Otro tanto podría decirse de la obra del correntino Francisco Madariaga y su antología El tren casi fluvial. Madariaga, quien fuera un destacado poeta contemporáneo en la vertiente imaginaria y onírica de un César Moro, o un poeta romántico heredero de voces como las de Aurelio Arturo o Vicente Gerbasi, es también un mentor de la desterritorialización propia de la modernidad. Solamente que el poeta argentino emprende el desdibujamiento del lugar mediante una escritura desconyuntada por la saturación imaginativa.
En la otra orilla de estos determinismos estéticos e imaginarios están poetas como el nicaragüense Ernesto Cardenal y el chileno Jorge Teillier, cuya intención lárica siempre me recordó la ternura del provincialismo de algunos poemas de Pavese.
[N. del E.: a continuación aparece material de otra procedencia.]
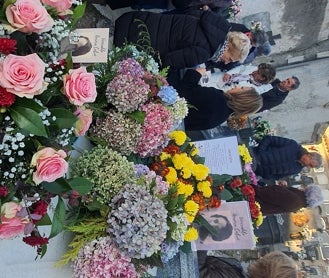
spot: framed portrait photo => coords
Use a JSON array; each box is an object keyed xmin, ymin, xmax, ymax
[
  {"xmin": 60, "ymin": 28, "xmax": 109, "ymax": 64},
  {"xmin": 195, "ymin": 201, "xmax": 256, "ymax": 250}
]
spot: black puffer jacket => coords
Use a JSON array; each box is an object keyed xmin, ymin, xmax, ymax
[
  {"xmin": 114, "ymin": 11, "xmax": 231, "ymax": 69},
  {"xmin": 254, "ymin": 135, "xmax": 307, "ymax": 179}
]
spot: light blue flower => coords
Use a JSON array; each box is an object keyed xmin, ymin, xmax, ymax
[{"xmin": 158, "ymin": 86, "xmax": 178, "ymax": 105}]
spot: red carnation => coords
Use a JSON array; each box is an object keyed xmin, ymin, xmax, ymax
[
  {"xmin": 230, "ymin": 178, "xmax": 242, "ymax": 188},
  {"xmin": 32, "ymin": 200, "xmax": 48, "ymax": 216},
  {"xmin": 0, "ymin": 38, "xmax": 16, "ymax": 55},
  {"xmin": 249, "ymin": 202, "xmax": 260, "ymax": 219},
  {"xmin": 23, "ymin": 236, "xmax": 49, "ymax": 247},
  {"xmin": 0, "ymin": 186, "xmax": 9, "ymax": 197},
  {"xmin": 241, "ymin": 185, "xmax": 255, "ymax": 196},
  {"xmin": 0, "ymin": 86, "xmax": 16, "ymax": 108}
]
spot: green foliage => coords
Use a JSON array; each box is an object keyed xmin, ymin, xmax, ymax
[
  {"xmin": 49, "ymin": 197, "xmax": 66, "ymax": 238},
  {"xmin": 55, "ymin": 217, "xmax": 107, "ymax": 267},
  {"xmin": 8, "ymin": 105, "xmax": 48, "ymax": 137}
]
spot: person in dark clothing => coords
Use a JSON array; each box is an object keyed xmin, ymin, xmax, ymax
[
  {"xmin": 167, "ymin": 68, "xmax": 262, "ymax": 130},
  {"xmin": 114, "ymin": 11, "xmax": 250, "ymax": 69},
  {"xmin": 258, "ymin": 76, "xmax": 300, "ymax": 112},
  {"xmin": 254, "ymin": 184, "xmax": 324, "ymax": 215},
  {"xmin": 206, "ymin": 22, "xmax": 271, "ymax": 71},
  {"xmin": 252, "ymin": 135, "xmax": 322, "ymax": 179}
]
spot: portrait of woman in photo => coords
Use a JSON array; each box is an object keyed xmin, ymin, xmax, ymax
[
  {"xmin": 199, "ymin": 214, "xmax": 233, "ymax": 244},
  {"xmin": 60, "ymin": 36, "xmax": 93, "ymax": 57}
]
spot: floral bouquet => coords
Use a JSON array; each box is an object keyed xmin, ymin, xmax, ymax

Pero en estas dos posibles líneas de desarrollo de una poesía de la tierra nunca se planteó una escritura trazada desde ese lugar a medio camino que es el hoy de América Latina. Una cultura que transcurre como diría en una entrevista el poeta Drumond de Andrade entre el campo y el ascensor. Frente a nuestra desmemoria y apartamiento de la tradición y de una convivencia entre iguales con la naturaleza, corresponde a la poesía de la tierra escribirse desde una conciencia del exilio, es decir, escribir sin obviar las distancias, desde una amnesia sentida y comprometida. Apartándose de las enumeraciones asombrosas y del culto trascendentalista a una naturaleza que ya no existe o está en vías de extinción. La conciencia del exilio restablecerá un territorio en crisis, movedizo y cambiante, donde la palabra debe estar alerta. La otra convicción que podría animar esta poesía es la conciencia de la naturaleza como un otro. Se trata de una ética y de una actitud política hacia la naturaleza y su imagen. Estas son ideas orientadas por la experiencia de la escritura y no pretenden convertirse en recetas. Por lo tanto son verdades a medias.